April 1 (Bloomberg) -- AMR Corp.’s American Airlines and Orbitz Worldwide LLC settled their litigation over competing electronic flight-data systems.
The airline and the online travel reservation service issued a joint statement today saying they had resolved lawsuits between them. Terms of the agreement weren’t disclosed.
Orbitz, based in Chicago, was the last remaining defendant in a lawsuit filed by American in federal court in Fort Worth, Texas, accusing it, Sabre Holdings Corp. and Travelport LP of conspiring to block the airline’s entry into electronic flight-data and reservations market.
“The settlement requires review and approval by the court presiding over AMR Corporation’s restructuring,” the companies said in the statement, declining to comment further.
AMR filed for U.S. bankruptcy court protection in New York in 2011. U.S. Bankruptcy Judge Sean Lane last week approved the Fort Worth, Texas-based airline’s proposed merger with U.S. Airways Group Inc.
The combined companies will constitute the world’s largest carrier and operate under the American Airlines name. Lane’s approval moves American a step closer to finishing its reorganization and exiting bankruptcy protection.
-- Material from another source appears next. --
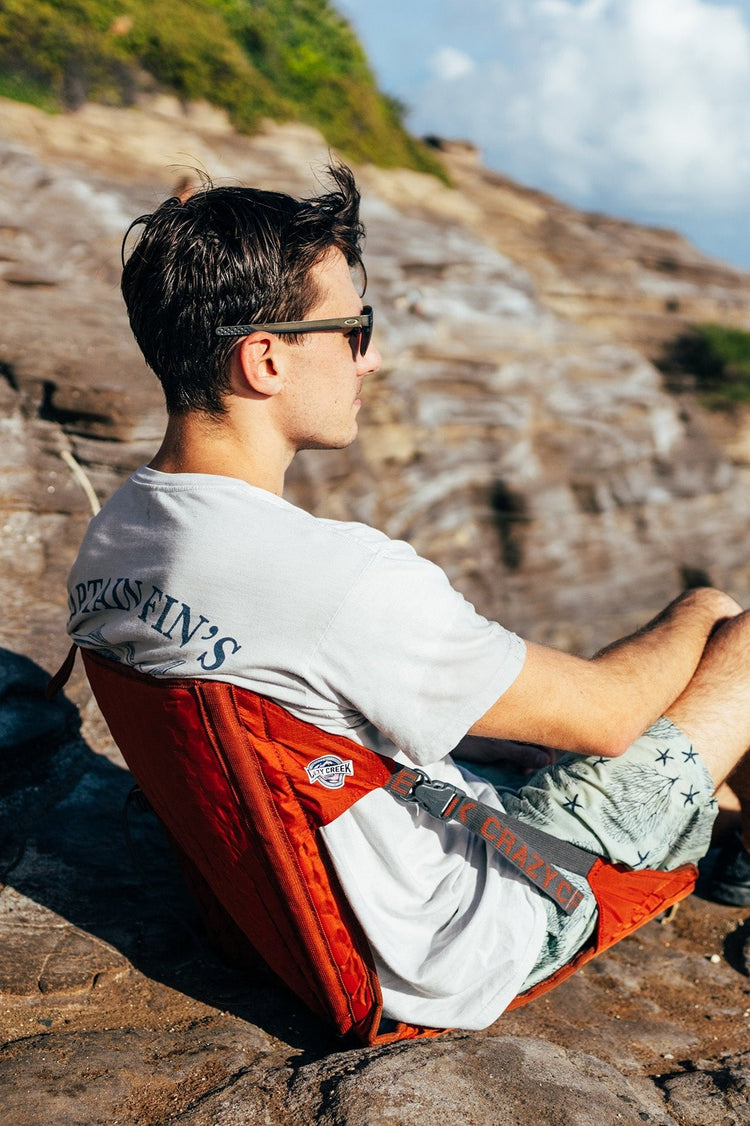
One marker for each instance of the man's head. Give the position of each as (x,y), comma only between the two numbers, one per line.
(229,256)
Orbitz in February lost a bid to enforce what it claimed was an agreement to resolve the antitrust litigation with American. The airline denied any deal had been completed.
“While this court certainly encourages settlement agreements, it simply is disinclined to enforce anything short of a final, signed agreement,” U.S. District Judge Terry R. Means said in a Feb. 12 ruling.
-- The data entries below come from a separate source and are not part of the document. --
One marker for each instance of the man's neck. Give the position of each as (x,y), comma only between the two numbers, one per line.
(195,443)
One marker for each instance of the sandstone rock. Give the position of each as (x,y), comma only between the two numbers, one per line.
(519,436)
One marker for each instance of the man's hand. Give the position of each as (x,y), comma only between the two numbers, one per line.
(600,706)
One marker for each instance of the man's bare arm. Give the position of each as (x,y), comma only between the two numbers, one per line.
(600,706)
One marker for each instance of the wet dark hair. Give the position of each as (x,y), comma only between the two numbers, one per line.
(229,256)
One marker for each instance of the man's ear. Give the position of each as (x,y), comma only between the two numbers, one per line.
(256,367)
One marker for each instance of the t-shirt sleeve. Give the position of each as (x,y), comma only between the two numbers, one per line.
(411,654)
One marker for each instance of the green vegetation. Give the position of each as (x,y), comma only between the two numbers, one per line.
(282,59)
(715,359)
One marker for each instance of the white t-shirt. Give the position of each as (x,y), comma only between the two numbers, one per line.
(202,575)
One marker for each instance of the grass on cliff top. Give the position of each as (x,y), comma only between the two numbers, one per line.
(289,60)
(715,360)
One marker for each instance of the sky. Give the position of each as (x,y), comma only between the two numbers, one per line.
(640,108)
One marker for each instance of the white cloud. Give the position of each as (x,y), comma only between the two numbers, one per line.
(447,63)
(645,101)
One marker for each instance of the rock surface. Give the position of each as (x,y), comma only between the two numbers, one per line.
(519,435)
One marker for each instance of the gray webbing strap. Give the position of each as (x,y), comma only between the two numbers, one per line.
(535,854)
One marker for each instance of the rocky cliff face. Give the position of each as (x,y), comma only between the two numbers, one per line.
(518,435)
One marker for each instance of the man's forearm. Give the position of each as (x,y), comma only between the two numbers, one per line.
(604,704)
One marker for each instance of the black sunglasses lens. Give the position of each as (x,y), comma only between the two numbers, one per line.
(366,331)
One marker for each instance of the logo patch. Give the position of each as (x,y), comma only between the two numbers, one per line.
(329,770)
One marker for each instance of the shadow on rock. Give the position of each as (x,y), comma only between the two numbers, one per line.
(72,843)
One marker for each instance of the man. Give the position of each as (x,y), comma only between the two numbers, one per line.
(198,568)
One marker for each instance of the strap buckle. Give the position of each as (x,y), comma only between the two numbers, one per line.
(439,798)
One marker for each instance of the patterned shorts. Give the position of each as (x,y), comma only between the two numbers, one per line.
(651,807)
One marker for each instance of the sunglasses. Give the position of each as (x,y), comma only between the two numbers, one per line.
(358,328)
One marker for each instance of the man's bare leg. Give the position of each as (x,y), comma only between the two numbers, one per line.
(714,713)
The accord described in court then by Orbitz lawyer Christopher Yates called for no payment to either party, mutual releases from liability and his client’s agreement to provide American with information it could use against other defendants, Yates said in court.
In exchange, the airline would drop the case against Orbitz, Yates said.
Airline lawyer Paul Yetter had told Means the deal was never completed.
American settled its litigation with Sabre in October and with Travelport last month.
The case is American Airlines v. Travelport Ltd., 11-cv-00244, U.S. District Court, Northern District of Texas (Fort Worth).